The Next Bali: Mandalika – A Special Economic Zone (SEZ) in Indonesia
To boost competitiveness among its neighbouring countries, the Indonesian government is developing specific areas, known as Special Economic Zone (SEZ). They are designed to maximise industrial, export, import, tourism and other related activities that have high economic value and broaden their potential for an international market.
In 2017, President Joko Widodo declared Mandalika as a priority destination thus accelerating the developments on Lombok. The US$3 billion Mandalika Development Project in Lombok aims to have over 16,000 hotel rooms, a water park, a 27-hole golf course, 1,500 villas, and a 4.3 km International Race Circuit, which is scheduled to host the MotoGP championship in 2022. As an SEZ, Mandalika poses a lucrative investment opportunity for foreign investors, where 2.8 million tourists are projected to arrive in 2026 as compared to 1.9 million in 2015. This brings the island’s tourist arrival growth at a CAGR of 2.3- 4 percent.
In addition, the Integrated Tourism Master Plan also known as RIPT (Rencana Induk Pariwisata Terpadu) detailed a plan to improve connectivity from ports and airports to facilitate tourism and also aim to preserve and promote the cultural diversity of Lombok.

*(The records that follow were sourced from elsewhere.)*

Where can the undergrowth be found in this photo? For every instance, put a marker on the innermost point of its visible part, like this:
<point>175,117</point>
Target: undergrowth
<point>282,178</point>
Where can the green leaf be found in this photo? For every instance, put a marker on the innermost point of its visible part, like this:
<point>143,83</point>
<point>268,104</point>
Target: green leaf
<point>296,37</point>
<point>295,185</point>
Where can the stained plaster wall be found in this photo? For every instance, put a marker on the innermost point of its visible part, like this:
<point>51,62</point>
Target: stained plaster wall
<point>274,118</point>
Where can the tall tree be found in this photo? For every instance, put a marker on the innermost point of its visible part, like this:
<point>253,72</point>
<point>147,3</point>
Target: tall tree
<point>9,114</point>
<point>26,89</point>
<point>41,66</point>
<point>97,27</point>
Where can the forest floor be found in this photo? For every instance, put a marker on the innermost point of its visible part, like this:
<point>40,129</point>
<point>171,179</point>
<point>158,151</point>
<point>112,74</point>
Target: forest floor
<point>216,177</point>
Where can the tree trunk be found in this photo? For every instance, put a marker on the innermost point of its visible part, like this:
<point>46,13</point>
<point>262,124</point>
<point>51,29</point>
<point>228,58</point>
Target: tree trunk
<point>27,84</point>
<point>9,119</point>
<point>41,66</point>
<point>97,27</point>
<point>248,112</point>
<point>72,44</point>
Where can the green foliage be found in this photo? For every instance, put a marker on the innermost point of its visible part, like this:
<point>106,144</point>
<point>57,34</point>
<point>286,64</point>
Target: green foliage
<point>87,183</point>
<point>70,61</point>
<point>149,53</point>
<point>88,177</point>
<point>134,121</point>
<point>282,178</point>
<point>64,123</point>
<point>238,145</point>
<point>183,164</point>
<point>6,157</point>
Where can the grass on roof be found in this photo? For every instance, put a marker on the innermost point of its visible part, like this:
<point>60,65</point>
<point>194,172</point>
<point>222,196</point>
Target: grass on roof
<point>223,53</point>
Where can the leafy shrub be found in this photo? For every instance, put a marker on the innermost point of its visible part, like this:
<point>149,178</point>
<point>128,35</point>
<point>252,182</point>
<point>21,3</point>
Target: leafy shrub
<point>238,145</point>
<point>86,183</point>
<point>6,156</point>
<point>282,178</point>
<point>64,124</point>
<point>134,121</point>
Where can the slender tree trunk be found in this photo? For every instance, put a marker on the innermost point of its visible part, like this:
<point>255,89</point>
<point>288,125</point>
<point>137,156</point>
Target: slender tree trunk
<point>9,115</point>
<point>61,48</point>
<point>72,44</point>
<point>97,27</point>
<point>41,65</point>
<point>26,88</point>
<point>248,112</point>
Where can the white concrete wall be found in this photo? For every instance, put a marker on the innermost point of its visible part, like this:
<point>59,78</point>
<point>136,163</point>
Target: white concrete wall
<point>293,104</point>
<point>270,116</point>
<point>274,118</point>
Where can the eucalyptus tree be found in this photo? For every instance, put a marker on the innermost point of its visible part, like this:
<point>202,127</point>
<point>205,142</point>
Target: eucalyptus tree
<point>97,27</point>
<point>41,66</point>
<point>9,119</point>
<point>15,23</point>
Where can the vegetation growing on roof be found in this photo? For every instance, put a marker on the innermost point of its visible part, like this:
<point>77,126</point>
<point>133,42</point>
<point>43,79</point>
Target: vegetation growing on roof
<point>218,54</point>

The vision is to have a resilient, inclusive and sustainable tourism ecosystem in Lombok.
SEZ Incentives in Mandalika
Designed to be a world-class tourism destination, the Indonesian government has set up long-term benefits for business actors establishing themselves in SEZ territories. And here are some key differences investors should keep in mind when starting a business in Bali or Mandalika:
Land Price Comparison
Aside from long-term business incentives, foreign investors are banking on its land, hoping to reap benefits from the lower land price when it comes to investing in Lombok, compared to Bali.
In developing and developed areas such as Canggu and Seminyak, land prices are estimated to cost approximately Rp600 to 800 million (US$40,000-55,000) per 100 square metres. While outlying land is priced at approximately Rp100 million (US$7,000) per 100 square metres. It is no surprise that Bali has the fastest growth in land prices amongst Indonesia’s archipelago of islands.
As “The Sister of Bali”, land prices in Lombok have followed a similar upward trajectory ever since the commencement of the Mandalika Project and the completion of Lombok International Airport. The highest valued land is in Kuta (near Mandalika) where land prices have reached approximately Rp350 million (US$25.000) per 100 square metres –halved, compared to the hot spots of Bali. Land prices in the surrounding areas are still relatively low ranging from Rp115-215 million (US$8,000-15,000) per 100 square metres.
While Bali continues to lure investors with its charms and stability, seasoned and savvy investors are keeping other Indonesian islands and regulatory changes on their radar. While the ease of doing business in Indonesia progresses year-on-year, activities such as buying real estate in Lombok can still be a tedious task.